The "Appies and Awards" fundraiser at Buffalo Bills in support of the National Training Centre for Freestyle was a resounding success. Big thanks to all the people who donated silent auction items and to Catherine Power-Chartrand; Michel Chartrand; Laurie Low; Mitch Forster; Patti Lindsay-Ross; and Jennifer Raffler for making it all happen.

Lastly thanks to the high-flying and passionate Whistler freestyle skiers and all their coaches — the young WB Freestyle Devo's under Head Coach Tami Bradley and WBFSC teens under Head Coaches Jeff Fairbairn and Mike Richards — our skiers hauled in 32 Timber Tour and 31 Super Youth medals across all the different age groups! 

We now look forward to hosting the Junior National Park and Pipe Championships, April 5 to 9.

Julia Smart
Chief of Registration

Gala thanks

The third annual Myrtle Philip Community School Parent Advisory (PAC) Council Snowball Gala & Auction was a great success on Feb. 3!
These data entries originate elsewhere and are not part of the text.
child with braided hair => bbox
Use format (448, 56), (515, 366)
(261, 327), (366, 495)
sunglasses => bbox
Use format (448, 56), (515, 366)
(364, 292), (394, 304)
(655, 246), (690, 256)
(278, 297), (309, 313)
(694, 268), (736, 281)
Teachers, staff, parents and friends ate, danced, chatted, laughed and bid on many amazing silent auction items. Thank you to all who attended and bid so generously. The event raised over $11,250 for PAC-supported programs that directly benefit our school community and children.

Big shout out to Shauna Hardy Mishaw and Jenn Black for organizing the event. Thanks to Roxanne Cave of Celebrate for the amazing decor and Lee Lee of Whistler Balloon Works for the beautiful balloon display. Thanks to all our volunteers for setting up the silent auction, and special thanks to Emma Bayliffe and Lucy Harris for processing registration and sales at the event.

Thank you to Coast Mountain Photography for the ever-popular photo booth, and DJ Ira Pettle for the fab dancing tunes.

Thank you to Nicklaus North and Jenn Vagg for the stunning venue and amazing service. Thanks to Nesters Liquor Store, Nesters Market and Rocky Mountain Chocolate Factory for supporting the event. And finally a huge thank you to all our silent auction donors for their generosity.

We are so lucky to have such a supportive community. Thanks to you all we are now halfway to realizing our financial goal of building an outdoor classroom.